After lunch we returned to a rocky island I recall from last year where we were told we could snorkel around either clockwise or counterclockwise. The current pushed you either way, which meant that I couldn’t get back around the other side. I’m not a strong swimmer, especially with a camera in my hand. So we mostly snorkeled in one direction and lingered in the back. Here the sea life was dominated by schools of tiny fish, perhaps anchovies, that sometimes formed shimmering “balls” and other times swam in long lines like a 10-lane freeway. Finally we got back to our boat and headed to the area’s most recognizable landmark, a large stone perched atop another large stone. Before we got there, we had one more snorkel option. The current was very strong here, so it wasn’t as pleasant as the earlier ones. I think we were all ready to return to dry land for a few days.

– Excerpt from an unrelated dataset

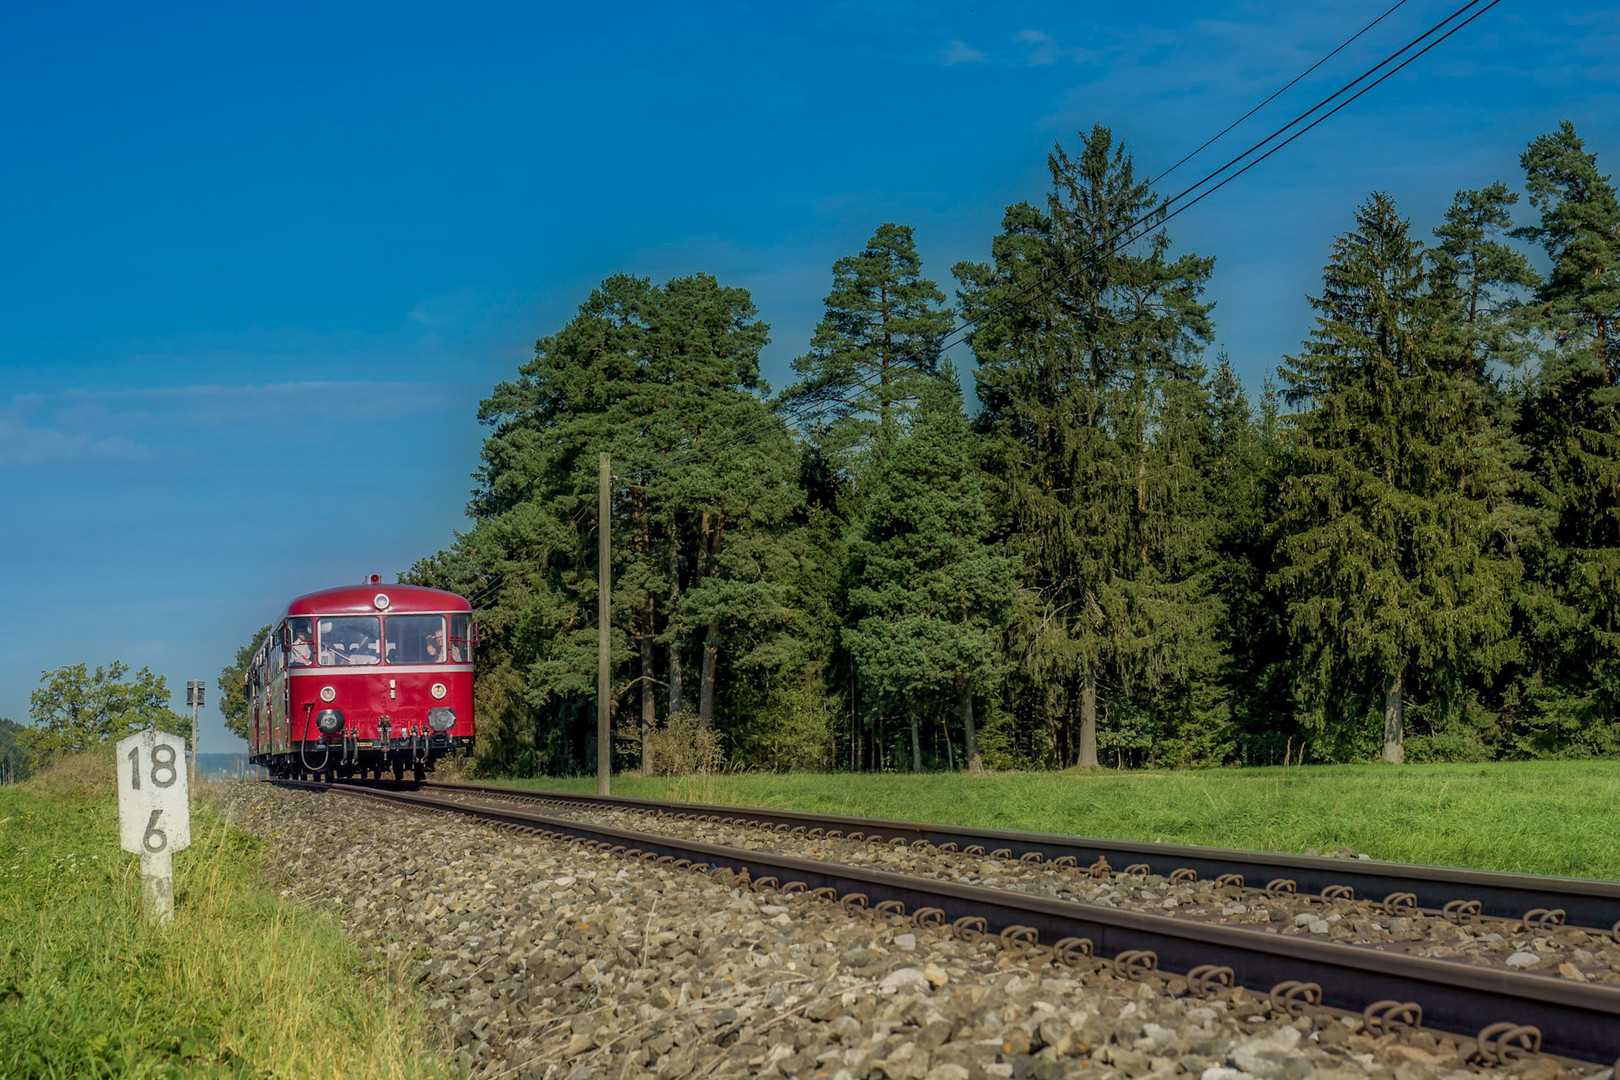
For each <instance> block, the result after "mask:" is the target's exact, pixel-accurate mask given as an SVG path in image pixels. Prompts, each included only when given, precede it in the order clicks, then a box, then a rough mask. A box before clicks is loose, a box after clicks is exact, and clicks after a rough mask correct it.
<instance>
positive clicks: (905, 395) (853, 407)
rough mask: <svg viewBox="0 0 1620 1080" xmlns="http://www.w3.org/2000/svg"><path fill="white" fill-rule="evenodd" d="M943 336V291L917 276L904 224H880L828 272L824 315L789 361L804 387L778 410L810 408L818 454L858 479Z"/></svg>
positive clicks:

Back at the “Lee Pae,” I took a cold shower and worked on fish photos. I thought I would pass on happy hour, but when I got to the dining room a bit early, I discovered it already in process. My turn to buy ice so we could choke down the last of the rice whiskey. Dinner was significantly improved over previous nights; apparently Kasma’s discussion with the staff was successful. First to arrive was a seafood mousse that tasted mostly like fish. Plump and less rubbery than the ones we tried in Bangkok, it was one of the milder dishes on the menu. Next we tried a fiery southern sour curry of prawns and cabbage. The broth was reminiscent of cabbage soup — into which someone dropped an entire cupboard full of hot chillies. Much rice was needed. Three more dishes quickly arrived: a whole fried fish with a hot sauce similar to that served on “larb”; fried slices of pork topped with deep fried garlic shavings (the least successful dish); and a salad of slivered green mango with what appeared to be dried, crunchy fish of about the size we had snorkeled through earlier in the day. For dessert we passed around various cookies and sweets; we were encouraged to eat them up now rather than have to pack them for the boat ride back.

After dinner, I cleaned and packed everything so that I would be ready for an early departure. Not! As always, my travel clock read 84 degrees and I was too drowsy to do much more than brush and floss and set the alarm, vowing to arise early for the journey back to shore and on to Trang.